This Sunday walk, organised by the Ramblers, and only a short distance from Plymouth was on the southern fringes of Dartmoor. It was led by Des Deveney. We met at Sparkwell, in late February 1999, at the community centre car park for a 10 A.M. start. The weather forecast was not particularly good, however we still managed to get between 20 and 30 walkers out for the Sunday walk which was planned to be of the order of the eight miles. The walk skirts the fringes of one of the larger China Clay workings in the area.

We set off from Sparkwell on time heading in a N. N. W. direction and we soon were heading directly uphill towards the moors. After a short section of road, we were soon on a farm track and we continued to climb up through fields for about a half mile until we reached the local high point. There was a mast at this point, with many microwave antenna at the top. We turned right at this point and then headed along some relatively level ground along a path, now heading in N.N.E direction .


We knew it was likely to be a little muddy but as you can see in the accompanying picture there was rather more mud and pools of water for us to circumvent than we really wanted. We soon found ourselves on the Moors surrounding the spoil tips of the local clay works run by English China Clay.

On a similar walk in March 2003, but this time on a wonderfully sunny day, ideal for walking, Des had found a way of avoiding the muddy pools along the lane. He found a footpath through fields and along a lower track, admittedly involving several stiles, just before reaching the antenna.

This alternative option is shown in the red dotted line on the map. As can be seen we eventually ended up on the same track as on the 1999 walk, but this time with much cleaner boots.


The paths here were wide and dry and we shared the walk with a number of people out on horses enjoying themselves. There most be stables near by judging from the number around.

We continued along in a N.N.E direction for about a mile gently descending all the time. There were good views of local villages below. We skirted a plantation, descended down a steep path and then had our first break for coffee followed by a ladies stay behind. (Very similar to a ladies excuse me!)

The road between Cornwood and thechina clay works at Lee Moor was below us. We headed North and made our way down to the road. We were only on the road for a couple of hundred yards and then we turned left in through the entrance to Heaton Clay Works. There is a right of way here for a short distance through the works but we were soon climbing out over styles and heading upwards quite steeply at times in a N. W. direction, making our way through the thick mud which made this uphill section even harder.

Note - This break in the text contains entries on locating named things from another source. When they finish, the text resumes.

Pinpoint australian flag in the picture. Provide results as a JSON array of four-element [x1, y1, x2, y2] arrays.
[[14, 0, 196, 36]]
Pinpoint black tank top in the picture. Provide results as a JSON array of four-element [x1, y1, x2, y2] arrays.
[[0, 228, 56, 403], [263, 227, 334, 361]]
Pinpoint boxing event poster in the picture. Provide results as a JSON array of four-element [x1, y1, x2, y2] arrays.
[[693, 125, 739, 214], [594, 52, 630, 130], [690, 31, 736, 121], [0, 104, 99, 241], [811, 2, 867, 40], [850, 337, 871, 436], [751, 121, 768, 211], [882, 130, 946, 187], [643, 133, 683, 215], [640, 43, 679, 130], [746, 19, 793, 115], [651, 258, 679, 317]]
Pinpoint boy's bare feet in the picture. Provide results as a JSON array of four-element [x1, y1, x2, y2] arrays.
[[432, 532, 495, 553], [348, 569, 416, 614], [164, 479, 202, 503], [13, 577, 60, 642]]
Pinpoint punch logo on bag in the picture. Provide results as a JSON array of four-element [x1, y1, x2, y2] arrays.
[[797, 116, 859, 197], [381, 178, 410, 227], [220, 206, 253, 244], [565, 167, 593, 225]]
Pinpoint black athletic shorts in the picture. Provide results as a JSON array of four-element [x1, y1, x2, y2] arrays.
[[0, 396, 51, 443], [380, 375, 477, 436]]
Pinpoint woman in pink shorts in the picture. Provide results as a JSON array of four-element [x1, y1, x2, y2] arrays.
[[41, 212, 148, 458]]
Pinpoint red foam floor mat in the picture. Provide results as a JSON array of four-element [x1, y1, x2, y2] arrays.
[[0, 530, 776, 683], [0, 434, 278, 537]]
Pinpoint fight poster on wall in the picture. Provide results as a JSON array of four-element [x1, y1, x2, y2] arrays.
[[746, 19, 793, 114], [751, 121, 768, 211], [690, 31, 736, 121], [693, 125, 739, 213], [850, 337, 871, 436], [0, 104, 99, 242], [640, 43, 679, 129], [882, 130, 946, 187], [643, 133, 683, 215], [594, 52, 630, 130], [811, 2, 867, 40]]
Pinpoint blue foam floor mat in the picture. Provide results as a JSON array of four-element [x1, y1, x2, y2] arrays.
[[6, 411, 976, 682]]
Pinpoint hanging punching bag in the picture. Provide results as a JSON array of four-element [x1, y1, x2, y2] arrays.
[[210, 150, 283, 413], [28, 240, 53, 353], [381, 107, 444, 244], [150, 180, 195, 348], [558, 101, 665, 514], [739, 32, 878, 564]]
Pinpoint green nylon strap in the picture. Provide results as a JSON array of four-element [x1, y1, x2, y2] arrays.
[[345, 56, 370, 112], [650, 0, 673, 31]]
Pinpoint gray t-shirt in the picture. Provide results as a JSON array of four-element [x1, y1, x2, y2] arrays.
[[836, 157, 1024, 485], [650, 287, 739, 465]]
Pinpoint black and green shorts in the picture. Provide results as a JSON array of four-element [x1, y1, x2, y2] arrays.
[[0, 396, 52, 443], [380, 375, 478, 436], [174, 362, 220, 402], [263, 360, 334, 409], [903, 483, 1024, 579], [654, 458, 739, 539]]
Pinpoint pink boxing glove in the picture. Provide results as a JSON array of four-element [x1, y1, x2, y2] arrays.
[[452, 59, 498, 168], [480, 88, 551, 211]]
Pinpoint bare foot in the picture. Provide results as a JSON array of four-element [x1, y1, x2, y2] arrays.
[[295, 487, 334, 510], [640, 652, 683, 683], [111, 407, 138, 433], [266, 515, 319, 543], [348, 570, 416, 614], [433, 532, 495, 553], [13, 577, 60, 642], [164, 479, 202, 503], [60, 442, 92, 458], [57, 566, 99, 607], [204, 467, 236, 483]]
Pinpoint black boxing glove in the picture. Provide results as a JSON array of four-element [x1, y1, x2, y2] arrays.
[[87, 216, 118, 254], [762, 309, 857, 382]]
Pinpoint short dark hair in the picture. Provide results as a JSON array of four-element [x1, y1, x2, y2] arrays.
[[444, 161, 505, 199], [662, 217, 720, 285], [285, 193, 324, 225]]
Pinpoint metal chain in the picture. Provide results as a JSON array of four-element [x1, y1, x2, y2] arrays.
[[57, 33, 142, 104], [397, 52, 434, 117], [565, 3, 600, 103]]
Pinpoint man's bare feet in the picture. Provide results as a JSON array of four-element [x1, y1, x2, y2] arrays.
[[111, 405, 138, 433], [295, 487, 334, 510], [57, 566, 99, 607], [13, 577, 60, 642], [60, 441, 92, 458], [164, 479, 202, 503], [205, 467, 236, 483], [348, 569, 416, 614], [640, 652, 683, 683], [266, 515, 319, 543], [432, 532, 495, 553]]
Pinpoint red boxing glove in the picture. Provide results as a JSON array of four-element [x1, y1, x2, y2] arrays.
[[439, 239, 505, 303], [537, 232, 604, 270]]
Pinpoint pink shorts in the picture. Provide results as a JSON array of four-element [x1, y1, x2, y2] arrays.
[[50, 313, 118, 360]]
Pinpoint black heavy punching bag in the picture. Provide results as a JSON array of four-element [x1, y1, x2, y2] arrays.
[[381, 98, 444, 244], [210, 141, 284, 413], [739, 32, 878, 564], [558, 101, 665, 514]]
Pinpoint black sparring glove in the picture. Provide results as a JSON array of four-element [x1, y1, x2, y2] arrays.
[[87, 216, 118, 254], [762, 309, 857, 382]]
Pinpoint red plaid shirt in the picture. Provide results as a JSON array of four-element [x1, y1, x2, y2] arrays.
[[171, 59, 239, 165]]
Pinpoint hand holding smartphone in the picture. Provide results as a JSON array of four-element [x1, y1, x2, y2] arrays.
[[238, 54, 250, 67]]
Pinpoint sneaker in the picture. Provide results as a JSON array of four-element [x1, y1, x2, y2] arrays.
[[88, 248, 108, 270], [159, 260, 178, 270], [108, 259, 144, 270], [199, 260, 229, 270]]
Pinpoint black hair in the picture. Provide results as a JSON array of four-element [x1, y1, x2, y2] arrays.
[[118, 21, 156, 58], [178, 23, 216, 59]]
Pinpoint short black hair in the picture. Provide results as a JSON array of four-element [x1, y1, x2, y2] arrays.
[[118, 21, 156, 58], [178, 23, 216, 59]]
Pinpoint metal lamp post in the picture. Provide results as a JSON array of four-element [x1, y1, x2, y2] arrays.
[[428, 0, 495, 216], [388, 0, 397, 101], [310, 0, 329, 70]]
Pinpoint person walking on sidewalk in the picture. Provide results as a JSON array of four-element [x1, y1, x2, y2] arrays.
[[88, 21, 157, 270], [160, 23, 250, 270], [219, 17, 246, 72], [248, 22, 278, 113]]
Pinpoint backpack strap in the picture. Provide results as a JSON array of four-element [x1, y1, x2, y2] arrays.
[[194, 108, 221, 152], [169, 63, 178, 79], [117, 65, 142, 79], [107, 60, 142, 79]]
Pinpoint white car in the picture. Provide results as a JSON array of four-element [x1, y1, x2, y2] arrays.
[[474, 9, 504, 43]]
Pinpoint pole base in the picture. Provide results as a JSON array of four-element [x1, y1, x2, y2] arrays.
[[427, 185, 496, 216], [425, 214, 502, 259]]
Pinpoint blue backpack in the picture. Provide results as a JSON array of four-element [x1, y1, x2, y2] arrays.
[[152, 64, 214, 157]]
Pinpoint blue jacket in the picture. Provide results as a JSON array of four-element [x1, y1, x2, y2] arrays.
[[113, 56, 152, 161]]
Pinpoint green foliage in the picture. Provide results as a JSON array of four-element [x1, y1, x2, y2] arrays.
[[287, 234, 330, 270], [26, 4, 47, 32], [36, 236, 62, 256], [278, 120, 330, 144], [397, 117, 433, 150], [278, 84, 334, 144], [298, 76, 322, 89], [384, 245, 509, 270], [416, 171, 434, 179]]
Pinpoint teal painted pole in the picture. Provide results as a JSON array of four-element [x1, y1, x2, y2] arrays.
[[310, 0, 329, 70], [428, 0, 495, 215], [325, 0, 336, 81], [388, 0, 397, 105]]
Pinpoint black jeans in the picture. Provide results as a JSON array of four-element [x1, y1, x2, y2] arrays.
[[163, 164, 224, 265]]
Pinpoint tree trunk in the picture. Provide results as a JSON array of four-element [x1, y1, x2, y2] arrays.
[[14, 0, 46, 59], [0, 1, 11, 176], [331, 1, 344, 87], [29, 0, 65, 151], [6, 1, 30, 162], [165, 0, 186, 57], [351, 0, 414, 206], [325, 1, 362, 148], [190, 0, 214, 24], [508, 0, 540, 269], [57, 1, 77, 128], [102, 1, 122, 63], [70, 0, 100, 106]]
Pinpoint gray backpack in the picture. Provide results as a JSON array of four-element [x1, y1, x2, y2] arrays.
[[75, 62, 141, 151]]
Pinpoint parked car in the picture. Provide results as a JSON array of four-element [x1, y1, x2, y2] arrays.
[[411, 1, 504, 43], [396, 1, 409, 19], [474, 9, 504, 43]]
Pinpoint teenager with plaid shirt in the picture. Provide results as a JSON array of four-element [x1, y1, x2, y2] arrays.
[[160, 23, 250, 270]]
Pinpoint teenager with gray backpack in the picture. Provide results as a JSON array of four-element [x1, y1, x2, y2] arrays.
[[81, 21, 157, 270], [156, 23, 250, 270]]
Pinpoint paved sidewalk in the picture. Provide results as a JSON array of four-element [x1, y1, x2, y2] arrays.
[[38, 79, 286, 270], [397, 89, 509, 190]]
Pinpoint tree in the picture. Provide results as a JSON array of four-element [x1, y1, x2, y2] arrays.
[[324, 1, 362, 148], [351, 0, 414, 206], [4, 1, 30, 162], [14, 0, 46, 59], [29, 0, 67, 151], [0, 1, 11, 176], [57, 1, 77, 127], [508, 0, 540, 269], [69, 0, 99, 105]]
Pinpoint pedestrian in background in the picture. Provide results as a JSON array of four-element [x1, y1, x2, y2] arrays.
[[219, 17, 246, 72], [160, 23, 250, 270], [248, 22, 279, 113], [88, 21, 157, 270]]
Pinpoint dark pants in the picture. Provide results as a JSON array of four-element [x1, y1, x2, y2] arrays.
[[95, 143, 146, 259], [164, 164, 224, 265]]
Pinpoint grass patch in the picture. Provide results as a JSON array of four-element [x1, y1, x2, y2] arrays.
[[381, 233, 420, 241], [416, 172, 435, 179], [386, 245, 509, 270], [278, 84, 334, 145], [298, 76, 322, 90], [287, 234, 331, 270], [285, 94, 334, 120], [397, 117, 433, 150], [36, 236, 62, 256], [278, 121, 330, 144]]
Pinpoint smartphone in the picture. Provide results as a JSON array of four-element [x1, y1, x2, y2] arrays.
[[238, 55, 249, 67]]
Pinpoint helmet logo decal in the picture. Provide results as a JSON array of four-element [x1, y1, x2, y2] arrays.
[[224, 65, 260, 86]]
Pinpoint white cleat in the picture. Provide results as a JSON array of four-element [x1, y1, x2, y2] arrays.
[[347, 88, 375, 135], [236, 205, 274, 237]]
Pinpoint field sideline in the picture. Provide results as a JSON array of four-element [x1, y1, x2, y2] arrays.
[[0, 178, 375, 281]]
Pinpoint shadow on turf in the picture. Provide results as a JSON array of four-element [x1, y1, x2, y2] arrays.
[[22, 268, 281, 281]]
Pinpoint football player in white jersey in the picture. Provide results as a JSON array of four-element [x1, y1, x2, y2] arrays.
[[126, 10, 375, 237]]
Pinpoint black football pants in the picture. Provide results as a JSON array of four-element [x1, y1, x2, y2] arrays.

After a few detours to avoid the mudiest spots, we ended up on the high ground above the china clay working. We then turned left and walked in a S. W. direction for a short while before stopping for our lunch break, sheltering behind hedges from the strong S. W. wind. The weather looked threatening but the rain held off.


After lunch and a comfort stop, we continued S. W, climbing up to local high point which had excellent views of the mine workings below and of the big settlement pools. The descent started, still in a S. W. direction and into the teeth of the strong wind.



At one point, we could look right down into the china clay workings, where water cannon washed the clay from the sides. The workings here were deep indeed. There must have been a great deal of work done over the years to produce a hole of that depth and width. We continued generally southerly, descending all the time until we reached Drakelands Corner where we were on metal road again. Jack informed me that the little pool on our right was a very well stocked trout pond run by the local farmer at 20 a day. He indicated that you could catch trout here without really trying and that it was an excellent way of stocking the freezer

We soon turned left and headed back in an Easterly direction along rising ground. We entered a disused mine called Hemmerden mine. Although inactive for many years, the buildings were still there, although in great disrepair. According to Helen, our local historian, it had not been used for twenty years and indeed was the home of troops during the last war. Perhaps the Tavern sign had more significance then. We made way through the derelict buildings, I noticed that some buildings were now used as stables.

We continued to climb, not so much mud here thank goodness, and then we were back at the high point above Sparkwell once again by the mast. The general consensus of opinion was that the mast was used by the telephone companies as a transmitter. To finish, we retraced our path down over the hill through the fields and back into Sparkwell and our cars.

It was four hour walk and the rain had held off for the whole duration. 5 minutes after getting into the car to return home, the rains arrived with a vengeance and we had a very wet trip home. Sparkwell is only about seven miles from Plymouth so it didn't take long to get home. For once we had luck on our side, it was an interesting day out. In the past I have never seen on the mine workings from close-up, the spoil heaps are visible from great distances and I often spot them from my boat off Plymouth. To see them and the mines close up brings home just how much the workings have affected the local landscape.